Business owner: “First of all, in some cases, clients are at your house, and can be using your IP address to write something. That is possible. IP address isn’t the best judgment. People can be at a cafe and use IP address, you know. I don’t think the location of a person writing the review is relevant. I had one guy, for instance, that is in my five-star-deleted – i’ve had like 34 deleted five-star reviews now – I mean not recommended – and another fourteen that have been deleted. And meanwhile I only have seven five-star reviews up. So that’s a big ratio. We’re talking a fifty to seven ratio here. I had one guy that had to go to the library and open an account in order to be able to write a review for me because he didn’t have a computer service, and he wanted to be able to review me because I did good work with him, and he was very pleased, and Yelp removed his review because it seemed suspicious or whatever, but he’s a real person.”

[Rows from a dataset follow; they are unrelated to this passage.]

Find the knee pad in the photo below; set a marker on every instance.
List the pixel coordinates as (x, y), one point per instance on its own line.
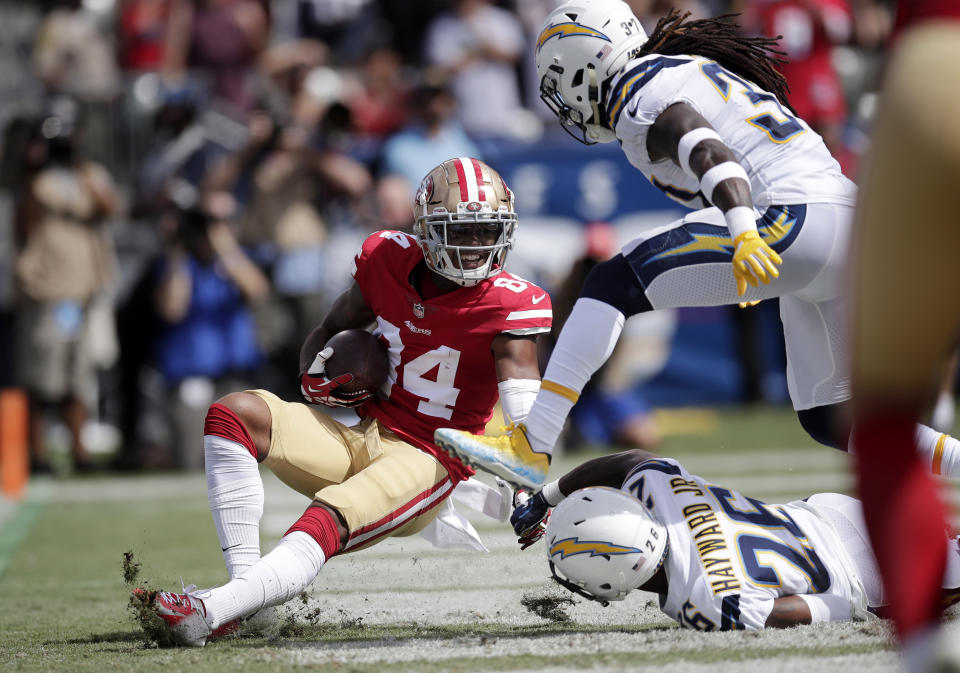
(825, 425)
(613, 282)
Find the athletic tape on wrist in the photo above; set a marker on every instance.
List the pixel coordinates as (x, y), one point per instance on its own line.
(691, 139)
(739, 221)
(827, 607)
(719, 173)
(551, 493)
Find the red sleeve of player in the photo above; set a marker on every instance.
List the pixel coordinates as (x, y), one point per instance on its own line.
(527, 307)
(374, 253)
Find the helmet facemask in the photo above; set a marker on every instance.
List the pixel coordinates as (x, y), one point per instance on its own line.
(465, 222)
(571, 119)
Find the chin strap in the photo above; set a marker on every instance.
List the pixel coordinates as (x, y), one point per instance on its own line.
(593, 93)
(570, 586)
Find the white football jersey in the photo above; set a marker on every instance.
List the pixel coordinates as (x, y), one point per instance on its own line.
(730, 556)
(786, 161)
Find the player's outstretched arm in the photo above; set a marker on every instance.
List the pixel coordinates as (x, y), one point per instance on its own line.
(788, 611)
(608, 470)
(684, 136)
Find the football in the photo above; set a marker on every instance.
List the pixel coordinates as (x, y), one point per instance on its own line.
(360, 353)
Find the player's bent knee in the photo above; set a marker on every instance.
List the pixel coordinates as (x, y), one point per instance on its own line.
(613, 282)
(826, 425)
(255, 416)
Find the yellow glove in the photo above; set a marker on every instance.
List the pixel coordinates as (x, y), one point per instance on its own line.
(753, 261)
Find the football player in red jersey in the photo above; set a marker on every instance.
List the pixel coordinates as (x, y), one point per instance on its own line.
(460, 331)
(905, 325)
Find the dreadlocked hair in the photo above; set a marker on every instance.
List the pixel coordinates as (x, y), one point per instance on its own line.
(753, 58)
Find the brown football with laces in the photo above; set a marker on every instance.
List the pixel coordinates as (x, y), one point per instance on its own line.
(357, 352)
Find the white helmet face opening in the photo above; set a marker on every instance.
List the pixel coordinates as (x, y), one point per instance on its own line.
(602, 543)
(465, 221)
(581, 44)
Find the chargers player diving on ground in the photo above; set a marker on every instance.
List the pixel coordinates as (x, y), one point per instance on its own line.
(702, 112)
(459, 330)
(718, 559)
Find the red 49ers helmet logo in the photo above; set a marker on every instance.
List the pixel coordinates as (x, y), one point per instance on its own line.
(425, 192)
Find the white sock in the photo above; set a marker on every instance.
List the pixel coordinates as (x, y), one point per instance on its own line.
(586, 341)
(941, 450)
(274, 579)
(944, 412)
(235, 494)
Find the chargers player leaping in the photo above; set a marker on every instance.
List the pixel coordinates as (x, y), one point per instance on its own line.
(459, 330)
(702, 112)
(719, 560)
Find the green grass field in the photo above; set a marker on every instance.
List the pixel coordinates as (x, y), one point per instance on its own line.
(402, 605)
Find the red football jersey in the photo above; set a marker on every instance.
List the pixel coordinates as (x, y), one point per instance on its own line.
(442, 372)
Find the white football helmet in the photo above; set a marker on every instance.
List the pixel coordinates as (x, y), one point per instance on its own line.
(465, 222)
(581, 44)
(604, 543)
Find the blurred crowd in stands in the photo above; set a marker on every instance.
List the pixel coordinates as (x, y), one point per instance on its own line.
(183, 183)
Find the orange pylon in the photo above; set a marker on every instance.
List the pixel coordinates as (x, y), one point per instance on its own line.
(14, 462)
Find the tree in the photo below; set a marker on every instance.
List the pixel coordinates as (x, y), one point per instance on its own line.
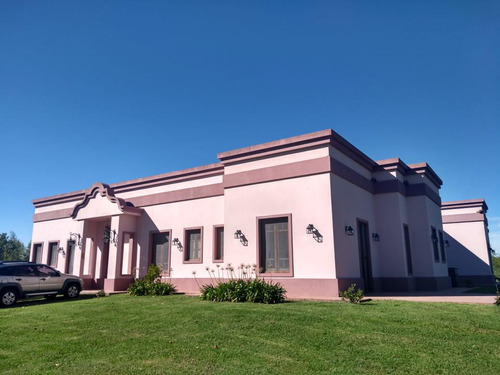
(11, 248)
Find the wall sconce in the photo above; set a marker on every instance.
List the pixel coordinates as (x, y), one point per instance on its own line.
(316, 235)
(239, 235)
(110, 236)
(77, 238)
(177, 243)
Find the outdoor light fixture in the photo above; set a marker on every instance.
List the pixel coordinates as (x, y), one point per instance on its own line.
(77, 238)
(177, 243)
(239, 235)
(110, 236)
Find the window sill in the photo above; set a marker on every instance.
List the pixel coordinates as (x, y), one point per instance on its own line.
(194, 261)
(275, 274)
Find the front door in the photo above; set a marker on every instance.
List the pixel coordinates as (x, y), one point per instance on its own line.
(364, 254)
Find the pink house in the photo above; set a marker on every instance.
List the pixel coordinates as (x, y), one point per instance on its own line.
(312, 212)
(469, 252)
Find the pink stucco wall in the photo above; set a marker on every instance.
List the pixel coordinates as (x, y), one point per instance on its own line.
(318, 179)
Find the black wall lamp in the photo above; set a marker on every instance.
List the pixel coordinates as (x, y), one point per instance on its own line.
(110, 236)
(77, 238)
(310, 229)
(239, 235)
(177, 243)
(349, 231)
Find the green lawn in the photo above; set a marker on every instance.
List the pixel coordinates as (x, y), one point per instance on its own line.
(183, 335)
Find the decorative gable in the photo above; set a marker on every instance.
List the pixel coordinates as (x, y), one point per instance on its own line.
(100, 201)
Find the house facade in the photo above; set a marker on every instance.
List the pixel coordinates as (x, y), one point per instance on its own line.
(469, 250)
(311, 212)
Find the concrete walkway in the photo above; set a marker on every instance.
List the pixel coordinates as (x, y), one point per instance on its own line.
(454, 295)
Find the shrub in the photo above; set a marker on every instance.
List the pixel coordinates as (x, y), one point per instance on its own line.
(151, 285)
(153, 274)
(244, 290)
(353, 294)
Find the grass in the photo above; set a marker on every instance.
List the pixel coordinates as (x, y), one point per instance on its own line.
(183, 335)
(485, 289)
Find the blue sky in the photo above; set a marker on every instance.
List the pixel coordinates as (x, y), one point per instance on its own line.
(115, 90)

The conversation went in a slightly different direction, and the business owner’s points about IP address weren’t really addressed.
Update: Regarding IP address as a signal, a Yelp spokesperson offered us the following statement:
“There are many data points that we take into account when posting Consumer Alerts, but in order to prevent businesses from gaming the system we can only share some of the measures we take. Reviews coming from the same IP address can be an indicator that someone is trying to artificially inflate a business’ rating. Two scenarios we often see in this case are either 1) The business owner was writing positive reviews of his/her own business or 2) The business owner was asking customers to write Yelp reviews for his business on a computer/laptop located within the business (which can lead to bias, since they’re unlikely to ask any dissatisfied customers for a review).”
Yelp’s Consumer Alert warnings appear on business’ listings for ninety days.
“Although most of the millions of businesses listed on Yelp do play by the rules, and Yelp’s automated recommendation software is already in place to identify and weed out fake reviews, consumers have a right to know about the bad apples before deciding to spend money at their businesses,” writes Yelp’s Kayleigh Winslow on the company’s blog. “For example, prospective customers of Back 2 Normal Physiotherapy in Vancouver, BC would probably want to know that a number of their five-star reviews can be tied to a marketing agency before deciding to visit them for acupuncture or injury treatment. Likewise, you’d probably appreciate the heads up that tattoo removal shop Dr. Tattoff was caught offering Starbucks and Amazon.com gift cards in exchange for Yelp reviews before turning to them for help painfully removing that mistake you made during college spring break. Or if you’re preparing for a big apartment move and want to hire someone you can trust, it’d be helpful to know that we discovered Roadway Moving in Manhattan, NY was offering $100 American Express gift cards in exchange for 5-star reviews.”
Yelp shares an email from Roadway that someone apparently forwarded them.
Yelp considers simply asking for reviews to be spam, so bribing people for five-star reviews is definitely going to get you in trouble with the site.
“Beyond giving consumers a false perception of the business where they are about to spend their money and violating Yelp’s Terms of Service, writing a testimonial without revealing you’ve been compensated can also violate FTC guidelines,” says Winslow. “Consumers have the right to be alerted when a business is attempting to deceive them. Rest assured that when it comes to protecting consumers, we’ll always have your back.”
It’s worth noting that Yelp’s data doesn’t just appear on Yelp. There are over 100,000 developers using the company’s API to integrate its data into their products. Regardless of whether or not consumers are seeking out information on Yelp itself, there’s a good chance they’ll come across Yelp content in other apps and on other websites.
A study released by BrightLocal last summer found that people are trusting online reviews more than ever.
While Yelp loves calling out shady business practices, the company is frequently accused of having some of its own. As Yelp announced earlier this month, the Federal Trade Commission closed its investigation into the company without taking any action.